Цитрусовый червец. Фото: Alex Wild.

Еще в начале XX века немецкий зоолог Пауль Бухнер заметил, что в клетках многих насекомых обитают бактерии. У червецов он обнаружил «округлые или овальные слизистые глобулы», где, по его мнению, тоже жили микробы-симбионты. Когда позднее другие ученые проводили с червецами опыты, кормя их антибиотиками, эти шарики слизи разрушались вместе с бактериями, что казалось довольно странным. Кроме того в слизи находили разные клеточные органеллы, что также было странно. Генетические исследования показали, что глобулы содержат ДНК двух разных бактериальных линий, но это по крайней мере можно было объяснить: вероятно, там живут симбионты не одного, а сразу двух видов.

В 2001 году Кэрол фон Долен решила проверить это предположение с помощью двух цветных флуоресцентных меток – молекул, которые присоединяются к двум разным бактериальным ДНК и светятся синим или красным. Если в шарике действительно живут две разновидности бактерий, то множество синих и красных точек должны были окрасить глобулы в фиолетовый цвет. Но этого не произошло. Вместо фиолетовых глобул получились синие со множеством красных точек. Синие метки соединялись с веществом самих глобул. Эти слизистые шарики не были домиками для двух видов бактерий – они сами были бактериями.

Цитрусовый червец (Planococcus citri) – а именно его исследовала фон Долен с коллегами – оказался матрешкой: внутри насекомого живут бактерии, а внутри этих бактерий – другие бактерии. Микробы-шарики получили имя Tremblaya princeps, а их жители – Moranella endobia.

В данном случае бактерии Tremblaya светятся зеленым, Moranella – красным, а ядра клеток червеца – синим. Фото: Ryuichi Koga.

В 2011 году фон Долен и генетик Джон Маккатчен секвенировали геномы обеих бактерий и выяснили, что житие внутри насекомого позволяет им обходиться без ряда генов, которые были ими благополучно утрачены. Геном Tremblaya вообще удивительно мал – всего 121 ген, это меньше, чем у любой другой бактерии. Она потеряла даже те два десятка генов, считающихся незаменимыми, которые имеются у всех живых организмов и, вероятно, были в наличии у последнего универсального общего предка. Впрочем, эту потерю сполна компенсируют их сожители Moranella, чей геном в четыре раза больше – и нужные гены оттуда никуда не пропали. Если у одного партнера есть какой-то успешно функционирующий ген, другие партнеры могут смело от него избавляться. Например, для производства аминокислоты фенилаланина требуется девять ферментов – так вот Tremblaya создает 1, 2, 5, 6, 7, 8, Moranella – 3, 4, 5, а клетка самого червеца отвечает за 9-й. В этой матрешке – один метаболизм на троих.

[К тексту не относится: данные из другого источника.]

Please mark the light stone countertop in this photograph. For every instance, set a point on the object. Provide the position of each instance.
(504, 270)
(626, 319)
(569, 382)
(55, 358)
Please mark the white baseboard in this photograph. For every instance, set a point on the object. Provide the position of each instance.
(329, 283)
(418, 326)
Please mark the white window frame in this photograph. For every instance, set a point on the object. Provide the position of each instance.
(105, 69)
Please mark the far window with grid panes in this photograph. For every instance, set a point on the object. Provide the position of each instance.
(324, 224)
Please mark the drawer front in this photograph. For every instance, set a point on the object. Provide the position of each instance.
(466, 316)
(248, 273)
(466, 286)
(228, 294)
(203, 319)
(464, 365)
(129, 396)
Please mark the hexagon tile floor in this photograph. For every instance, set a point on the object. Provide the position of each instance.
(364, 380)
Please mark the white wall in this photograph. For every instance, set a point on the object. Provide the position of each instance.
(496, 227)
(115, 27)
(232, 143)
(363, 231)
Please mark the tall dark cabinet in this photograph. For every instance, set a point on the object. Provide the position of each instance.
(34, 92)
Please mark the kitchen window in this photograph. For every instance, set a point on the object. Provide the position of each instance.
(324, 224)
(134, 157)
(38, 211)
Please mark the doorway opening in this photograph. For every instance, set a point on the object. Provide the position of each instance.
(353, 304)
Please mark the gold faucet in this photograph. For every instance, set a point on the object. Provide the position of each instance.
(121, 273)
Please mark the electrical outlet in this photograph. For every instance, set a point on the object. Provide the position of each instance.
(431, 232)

Такая сложная система взаимовыручки формировалась постепенно: сначала в клетки цитрусовых червецов заселились Tremblaya, затем к ним присоединились Moranella. У многих других видов мучнистых червецов тоже присутствуют Tremblaya, а вот их внутренние компаньоны различаются. У некоторых червецов, например у овсяного (Phenacoccus avenae), нет вторых симбионтов, только Tremblaya, и в таком случае бактерия содержит полсотни дополнительных генов. А у щетинистого червеца (Pseudococcus longispinus) внутри Tremblaya живут, возможно, сразу два вида бактерий.

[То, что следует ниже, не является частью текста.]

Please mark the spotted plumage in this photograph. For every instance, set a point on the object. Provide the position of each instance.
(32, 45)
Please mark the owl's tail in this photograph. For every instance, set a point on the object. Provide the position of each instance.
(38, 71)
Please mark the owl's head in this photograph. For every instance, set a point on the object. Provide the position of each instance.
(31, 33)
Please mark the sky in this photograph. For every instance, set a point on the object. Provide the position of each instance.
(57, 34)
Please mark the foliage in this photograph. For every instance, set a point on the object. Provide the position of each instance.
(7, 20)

Щетинистые червецы. Фото: Gary R. McClellan.

Возможным объяснением такой ситуации могло бы стать следующее: в незапамятные времена в предкового червеца проникла двухмикробная матрешка, а затем по мере дивергенции червецов симбионт второго порядка эволюционировал вместе с ними или же утрачивался. «Все это так странно, так необычно, что я полагал, что такое проникновение могло случиться только раз», – говорит Маккатчен. Если бы данная модель была верна, то мы могли бы ожидать, что филогенетическое древо внутренних бактерий соответствовало бы древу самих червецов. Однако никаких соответствий нет.

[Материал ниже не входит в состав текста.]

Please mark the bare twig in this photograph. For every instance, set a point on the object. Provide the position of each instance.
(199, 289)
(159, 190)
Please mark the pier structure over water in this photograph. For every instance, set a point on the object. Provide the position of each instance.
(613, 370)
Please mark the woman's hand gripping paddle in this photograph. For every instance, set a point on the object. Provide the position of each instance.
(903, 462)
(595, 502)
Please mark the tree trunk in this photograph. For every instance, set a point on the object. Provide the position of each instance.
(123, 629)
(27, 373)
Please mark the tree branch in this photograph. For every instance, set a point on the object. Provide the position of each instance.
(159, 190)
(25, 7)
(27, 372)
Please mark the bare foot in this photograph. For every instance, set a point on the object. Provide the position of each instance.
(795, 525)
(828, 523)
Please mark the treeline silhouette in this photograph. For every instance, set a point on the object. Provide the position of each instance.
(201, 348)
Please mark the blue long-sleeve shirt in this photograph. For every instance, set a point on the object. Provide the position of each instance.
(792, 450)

Филип Хасник, один из аспирантов Маккатчена, секвенировал геномы пяти видов мучнистых червецов и их симбиотических бактерий. Оказалось, что Tremblaya – очень преданный симбионт, а вот внутренние бактерии периодически меняются. Вот почему некоторые из них обладают геномами, которые в десять раз больше, чем у других, – они просто подселились в Tremblaya позже и не имели достаточно времени, чтобы избавиться от ненужных генов. Особенно успешны в деле подселения в клетки насекомых бактерии Sodalis, которые, по словам Маккатчена, в данный момент являются его любимицами.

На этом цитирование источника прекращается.